First a bit of background on heat transfers. They are pretty easy, you take a copy and put it face down on the surface you want to copy. You then apply heat to the back of the paper until the ink transfers to your surface being careful not to catch anything on fire - including yourself. Oh, I forgot to tell you that I can burn myself AND catch things on fire at the same time - I'm very talented that way. You can lift up the edge of the paper and "peek" to see if the transfer has transferred (provided that you don't have to dash to grab a fire extinguisher). If not, just keep heating. Keep in mind that this is another transfer process where the image is reversed.

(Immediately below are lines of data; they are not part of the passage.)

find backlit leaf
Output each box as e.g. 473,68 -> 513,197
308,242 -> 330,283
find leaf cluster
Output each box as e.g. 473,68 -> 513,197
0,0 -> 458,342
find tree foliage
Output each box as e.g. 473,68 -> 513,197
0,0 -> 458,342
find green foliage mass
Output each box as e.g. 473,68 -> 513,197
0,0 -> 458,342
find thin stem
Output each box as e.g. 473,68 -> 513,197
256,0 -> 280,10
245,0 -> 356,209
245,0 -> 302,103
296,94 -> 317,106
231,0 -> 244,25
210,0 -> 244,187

The first step to heat transfer success for me was the tool I used. Claudine uses a LENK Model L16TT transfer tool that has a heating area about the size of a quarter. That doesn't mean that I can't still burn myself with it, but the inflicted damage is minimized because of a significantly smaller surface compared to the iron I typically try to use. The other "solution" is again transferring to a thickly painted or coated with gel medium surface. When those little bits of white paper stick because of over heating, you can just wet your finger and rub the paper off. I found the transfer tool very easy to use - I just rubbed in a circular motion and kept peeking underneath. I actually had one at home but didn't get it to work. Same problem - I was going to untreated paper and it didn't work well. This time it worked AND I didn't burn myself. I don't know if I'd use the process for a image I wanted complete and as perfect as possible, but I loved using it for a nice light looking background.
I used this heat transfer on the piece above called "Balance" and is in it's infant stages. I took this scan so you can better see the transfer. I like the look of the transferred text. I'm on the look out for a image to work in her right hand that will be planet Earth. If I don't find one soon, I'll make it. I will then be layering paint on the edges to "soften" things up.
So with heat transfers, I found the same to be true as with the chalking transfers - cheap B&W copies, thickly painted surfaces, and a heat transfer tool that works for you. The LENK worked for me but there is no reason an iron would work - especially for those that aren't as clumsy as I am!!